For Fairphone they list the kernel of FP3 (4.9), FP4 (4.19) and FP5 (5.4) in figures 11+12
We analyze devices from 2018 to 2023 using
Android versions 9 to 14 and kernels ranging from v3.10 to
v6.1. In total, we analyze 994 device firmwares and 1533
Android kernel source codes. Our results suggest that the
level of security that is actually reached is severely lacking
compared to the mainline Android kernel.
I haven’t read the research paper in detail, but by simple logic I would think, if Fairphone comes up last with the lowest score, the probability is rather high that they are amongst those companies that have not enabled all the security defenses which come at a performance cost (at least not on all models).
Or looking at it from the other way round, how would Fairphone come up last, when they have enabled all performance related defenses? By not enabling the defenses without the performance penalty. Which to me sounds rather absurd. Sure, from the outside I can’t rule this out as one possibility.
But of course you are right, we don’t know the exact loss of performance the individual configs would cause on any given device.

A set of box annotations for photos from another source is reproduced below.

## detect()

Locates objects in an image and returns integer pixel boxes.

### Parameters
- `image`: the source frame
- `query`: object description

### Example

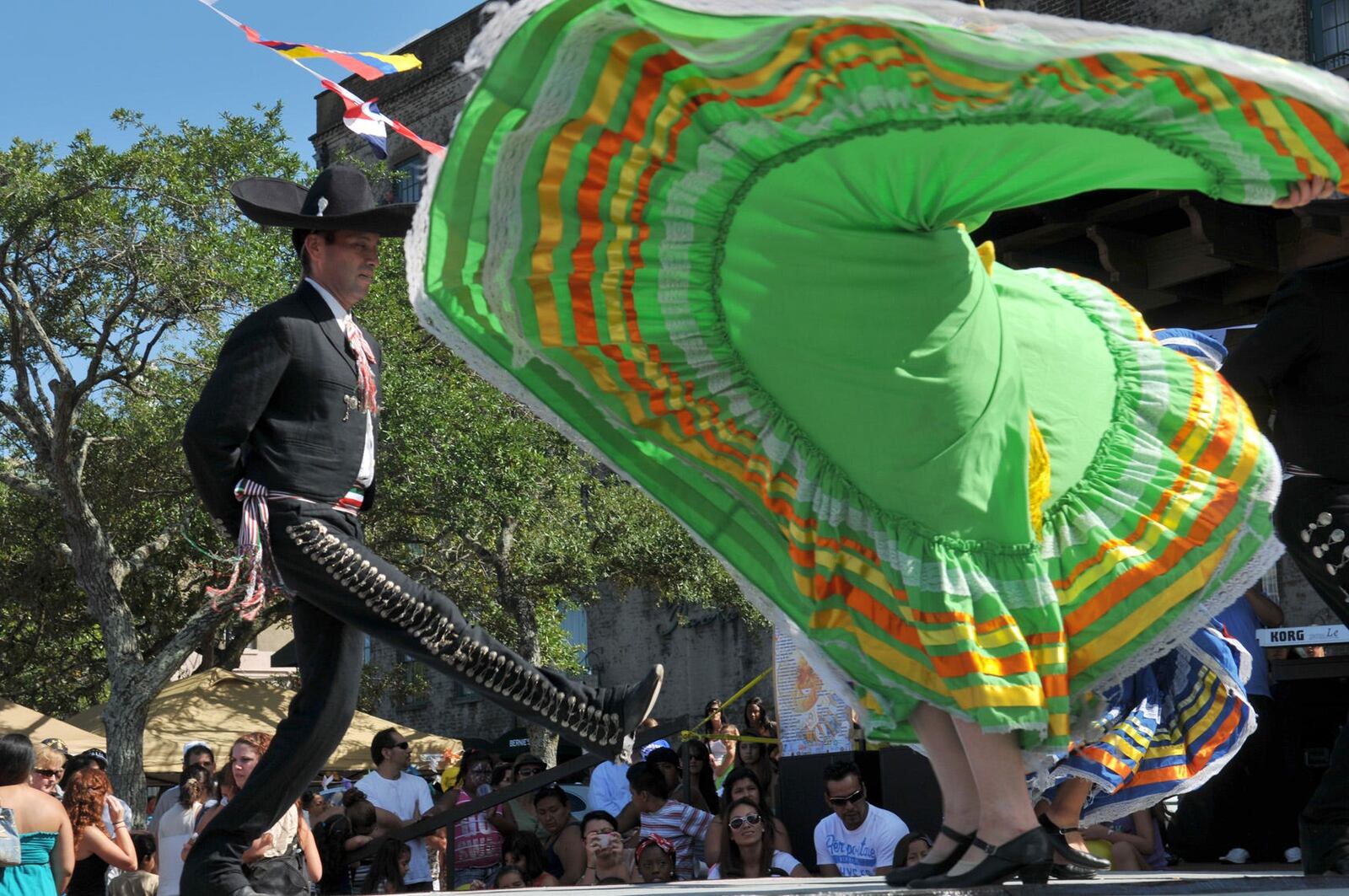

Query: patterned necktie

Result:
[342,314,379,414]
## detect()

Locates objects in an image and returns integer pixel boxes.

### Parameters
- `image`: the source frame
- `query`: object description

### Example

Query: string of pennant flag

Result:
[200,0,445,159]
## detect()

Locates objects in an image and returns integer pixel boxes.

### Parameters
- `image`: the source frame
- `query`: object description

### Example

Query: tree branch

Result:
[126,523,182,572]
[0,464,56,503]
[143,595,243,681]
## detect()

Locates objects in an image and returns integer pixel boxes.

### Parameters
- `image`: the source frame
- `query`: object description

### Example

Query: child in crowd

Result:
[360,838,413,893]
[108,831,159,896]
[637,834,674,884]
[895,831,932,867]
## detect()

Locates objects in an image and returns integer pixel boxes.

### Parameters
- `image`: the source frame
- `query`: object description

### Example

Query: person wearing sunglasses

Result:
[29,743,66,799]
[707,799,811,880]
[814,759,909,877]
[359,728,434,893]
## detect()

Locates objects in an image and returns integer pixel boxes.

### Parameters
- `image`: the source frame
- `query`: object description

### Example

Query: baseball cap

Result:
[643,746,681,768]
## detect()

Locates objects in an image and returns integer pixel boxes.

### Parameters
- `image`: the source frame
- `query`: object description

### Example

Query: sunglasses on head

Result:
[828,786,866,806]
[728,813,764,831]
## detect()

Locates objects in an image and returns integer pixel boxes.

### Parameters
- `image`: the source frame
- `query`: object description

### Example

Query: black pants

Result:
[182,499,621,896]
[1273,476,1349,625]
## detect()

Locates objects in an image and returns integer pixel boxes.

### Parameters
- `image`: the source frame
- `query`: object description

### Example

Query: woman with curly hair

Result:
[62,766,137,896]
[707,799,811,880]
[192,732,324,896]
[688,741,722,815]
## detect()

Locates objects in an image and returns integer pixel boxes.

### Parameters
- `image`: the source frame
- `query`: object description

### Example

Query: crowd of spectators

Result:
[8,685,1305,896]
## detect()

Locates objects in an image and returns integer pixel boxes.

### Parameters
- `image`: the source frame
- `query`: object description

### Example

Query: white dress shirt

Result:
[305,276,375,489]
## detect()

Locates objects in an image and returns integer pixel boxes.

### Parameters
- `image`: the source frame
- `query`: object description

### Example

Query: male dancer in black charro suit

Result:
[182,166,663,896]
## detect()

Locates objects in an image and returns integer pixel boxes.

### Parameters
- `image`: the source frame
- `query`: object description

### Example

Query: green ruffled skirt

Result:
[409,0,1349,752]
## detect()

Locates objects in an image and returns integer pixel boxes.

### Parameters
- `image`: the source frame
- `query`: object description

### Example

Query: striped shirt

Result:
[642,800,712,880]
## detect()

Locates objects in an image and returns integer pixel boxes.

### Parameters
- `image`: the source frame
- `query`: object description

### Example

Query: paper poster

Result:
[773,629,852,756]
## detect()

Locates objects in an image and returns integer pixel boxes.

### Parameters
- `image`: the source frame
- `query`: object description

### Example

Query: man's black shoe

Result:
[1298,818,1349,874]
[617,663,665,743]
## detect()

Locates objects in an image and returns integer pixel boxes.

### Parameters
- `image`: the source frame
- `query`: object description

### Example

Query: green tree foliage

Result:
[0,106,302,815]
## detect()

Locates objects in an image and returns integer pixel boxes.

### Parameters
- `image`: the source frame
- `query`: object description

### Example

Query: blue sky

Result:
[10,0,476,161]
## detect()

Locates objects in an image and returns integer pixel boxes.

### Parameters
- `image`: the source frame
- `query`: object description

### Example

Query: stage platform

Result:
[415,869,1349,896]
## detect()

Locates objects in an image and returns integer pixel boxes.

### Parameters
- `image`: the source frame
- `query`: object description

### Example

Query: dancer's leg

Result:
[1110,842,1147,872]
[182,591,364,896]
[909,703,980,865]
[951,719,1039,876]
[271,501,661,753]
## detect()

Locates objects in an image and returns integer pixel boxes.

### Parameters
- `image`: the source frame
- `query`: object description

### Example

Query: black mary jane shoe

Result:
[885,824,974,887]
[1040,815,1110,880]
[1050,862,1097,880]
[909,827,1054,889]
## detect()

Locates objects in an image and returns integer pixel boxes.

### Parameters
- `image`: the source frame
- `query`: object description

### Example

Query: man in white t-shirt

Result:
[814,759,909,877]
[356,728,433,893]
[589,750,632,818]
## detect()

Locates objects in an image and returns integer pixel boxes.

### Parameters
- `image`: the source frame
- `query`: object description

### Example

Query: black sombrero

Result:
[229,164,417,238]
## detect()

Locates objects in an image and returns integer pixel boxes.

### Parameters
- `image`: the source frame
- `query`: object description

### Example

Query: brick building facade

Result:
[312,0,1349,739]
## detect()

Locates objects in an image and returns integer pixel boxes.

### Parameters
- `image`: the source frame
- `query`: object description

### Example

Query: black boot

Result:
[1298,818,1349,874]
[180,826,258,896]
[1040,815,1110,880]
[909,827,1054,889]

Just as an example: on desktop computers the mitigations in software to make the hardware bug called Spectre unexploitable resulted in 2–14 percent drops in benchmarks on then current hardware with the hint that older computers suffered more.
Always? I just want things to be factual. When we have to assume the results of a publication, then we might be wrong in the details.
They mention Fairphone, but they don’t expand on their results specifically.
There is a difference between kernel versions and compile and run-time flags. Having version X doesn’t mean you actually have feature Y enabled.
I get the reasoning. And it’s likely the case. As I mentioned, I didn’t read the PDF. From what I did see when they mentioned FP they don’t share details. I can also not say “this kind of research would never pass on my university”, because again, I didn’t read it But when we have to assume the results and conclusions of a research, it’s not great writing IMHO.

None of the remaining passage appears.